Setelah beberapa saat, aku melepas pelukanku dan terduduk menatap layar di hadapan kami. Di layar ditampilkan beberapa orang berdiri mengitari sesosok tubuh di atas ranjang yang ditutupi kain biru, dan aku tahu itu Adit. Aku hanya menatap kosong ke layar, terlalu lelah dan berat untuk bereaksi, hingga aku melihat dua orang mencabuti alat-alat yang menempel di badan Adit. Aku melihat indikator jantungnya tak lagi membentuk gelombang. Aku melihat orang-orang tersebut terdiam sebentar di depan Adit, kemudian mematikan monitor jantungnya. Otakku bekerja keras menerima dan memroses apa yang sedang terjadi, tetapi pandanganku menggelap.
 “Cin?”
Suara Paul mengembalikanku pada masa sekarang. Hujan di luar sudah agak mereda, dan sekarang suara Paul terdengar lebih jelas, hingga aku merasakan getaran kecemasan didalamnya.
Aku tidak bisa berpikir cepat untuk menceritakan apa yang sudah terjadi, jadi aku hanya menatap mereka bergantian. Paul menarik kursinya lebih dekat ke arahku dan duduk diatasnya.
“Kami turut berduka cita…”
Jonathan menatapku dengan pandangan iba.  

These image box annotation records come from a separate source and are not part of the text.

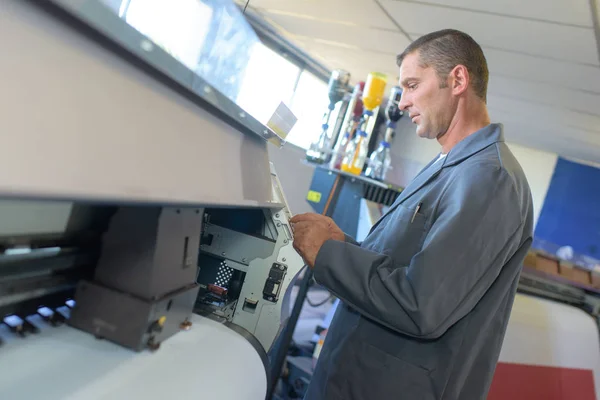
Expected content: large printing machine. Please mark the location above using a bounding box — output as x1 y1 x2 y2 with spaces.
0 0 304 400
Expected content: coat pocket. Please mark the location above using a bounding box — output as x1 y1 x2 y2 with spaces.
363 204 427 265
326 341 436 400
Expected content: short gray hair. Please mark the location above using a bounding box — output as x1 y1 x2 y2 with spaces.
396 29 490 102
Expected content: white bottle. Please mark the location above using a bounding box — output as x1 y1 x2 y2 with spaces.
365 140 392 181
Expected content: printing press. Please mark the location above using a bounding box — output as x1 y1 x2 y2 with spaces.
0 0 304 399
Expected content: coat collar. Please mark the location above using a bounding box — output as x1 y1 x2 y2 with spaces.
371 124 504 231
444 124 504 167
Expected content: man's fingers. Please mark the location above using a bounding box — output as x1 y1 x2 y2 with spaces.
290 213 327 224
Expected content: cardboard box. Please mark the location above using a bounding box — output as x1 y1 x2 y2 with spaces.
559 262 592 285
535 254 559 275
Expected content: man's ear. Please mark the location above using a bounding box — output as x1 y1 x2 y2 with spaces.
450 64 470 95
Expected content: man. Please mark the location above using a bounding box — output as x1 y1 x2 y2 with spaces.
291 30 533 400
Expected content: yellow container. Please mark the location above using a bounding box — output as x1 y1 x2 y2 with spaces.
362 72 387 111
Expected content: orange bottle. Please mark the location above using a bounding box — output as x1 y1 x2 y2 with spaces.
363 72 387 111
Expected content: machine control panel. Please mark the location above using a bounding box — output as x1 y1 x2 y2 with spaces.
263 263 287 303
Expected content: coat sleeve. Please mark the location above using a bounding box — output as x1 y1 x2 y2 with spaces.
344 233 360 246
314 166 523 339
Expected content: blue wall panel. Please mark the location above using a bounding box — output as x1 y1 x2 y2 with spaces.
534 158 600 259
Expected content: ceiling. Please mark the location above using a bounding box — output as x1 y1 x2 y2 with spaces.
243 0 600 163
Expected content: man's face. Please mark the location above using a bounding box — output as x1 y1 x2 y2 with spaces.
399 52 457 139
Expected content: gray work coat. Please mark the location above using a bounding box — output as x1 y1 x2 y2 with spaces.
305 124 533 400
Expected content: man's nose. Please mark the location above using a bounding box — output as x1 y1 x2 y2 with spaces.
398 90 410 111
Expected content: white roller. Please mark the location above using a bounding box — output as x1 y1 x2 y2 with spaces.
0 315 267 400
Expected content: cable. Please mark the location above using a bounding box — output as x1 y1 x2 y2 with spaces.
306 294 333 307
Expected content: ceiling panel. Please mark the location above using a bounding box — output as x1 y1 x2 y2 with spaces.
263 12 410 56
503 119 600 163
483 47 600 94
488 92 600 135
249 0 396 30
488 75 600 116
386 0 593 28
303 41 398 83
382 0 600 65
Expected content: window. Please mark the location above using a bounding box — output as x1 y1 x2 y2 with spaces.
125 0 213 70
237 44 300 124
287 71 330 149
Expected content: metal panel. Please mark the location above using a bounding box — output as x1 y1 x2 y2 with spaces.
0 0 280 207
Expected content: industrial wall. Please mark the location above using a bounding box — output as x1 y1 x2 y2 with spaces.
269 118 558 228
269 143 314 214
389 118 558 228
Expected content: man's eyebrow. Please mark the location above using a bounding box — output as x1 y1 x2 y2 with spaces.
400 76 419 87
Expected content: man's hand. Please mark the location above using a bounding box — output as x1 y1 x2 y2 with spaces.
290 213 346 268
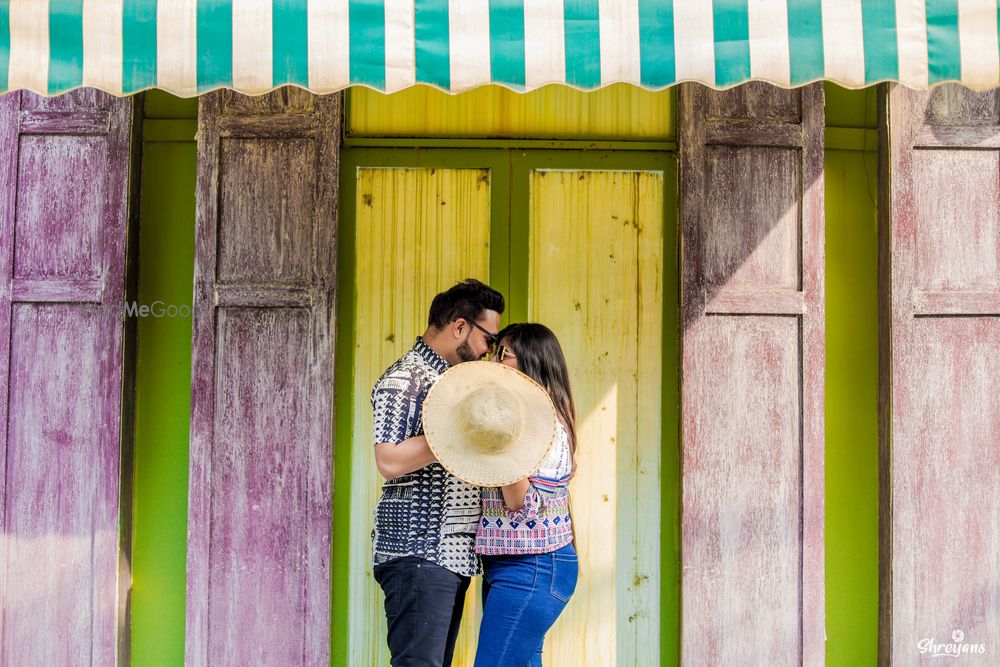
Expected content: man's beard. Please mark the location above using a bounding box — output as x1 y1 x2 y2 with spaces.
455 327 479 361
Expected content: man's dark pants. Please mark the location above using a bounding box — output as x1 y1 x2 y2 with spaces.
375 556 470 667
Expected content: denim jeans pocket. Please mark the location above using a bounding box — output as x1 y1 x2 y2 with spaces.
548 553 579 602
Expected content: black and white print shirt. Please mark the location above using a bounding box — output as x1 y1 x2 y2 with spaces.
372 337 482 577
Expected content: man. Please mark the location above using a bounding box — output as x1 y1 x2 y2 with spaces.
372 279 504 667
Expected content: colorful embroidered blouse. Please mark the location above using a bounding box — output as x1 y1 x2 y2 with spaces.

Aku tertawa kecil, karena tidak ada lagi yang bisa kulakukan. Hidup memang penuh dengan lelucon. Satu detik kau mempunyai segalanya, dan detik berikutnya semuanya bisa dirampas darimu begitu saja. Satu detik aku mempunyai kehidupan yang sempurna, satu detik kemudian semuanya hilang sirna. Kalau memang Tuhan ada, tentunya dia sangat suka mempermainkan manusia. Kalau memang Tuhan ada, tentunya dia sangat kreatif dalam menghukum orang yang telah berdosa.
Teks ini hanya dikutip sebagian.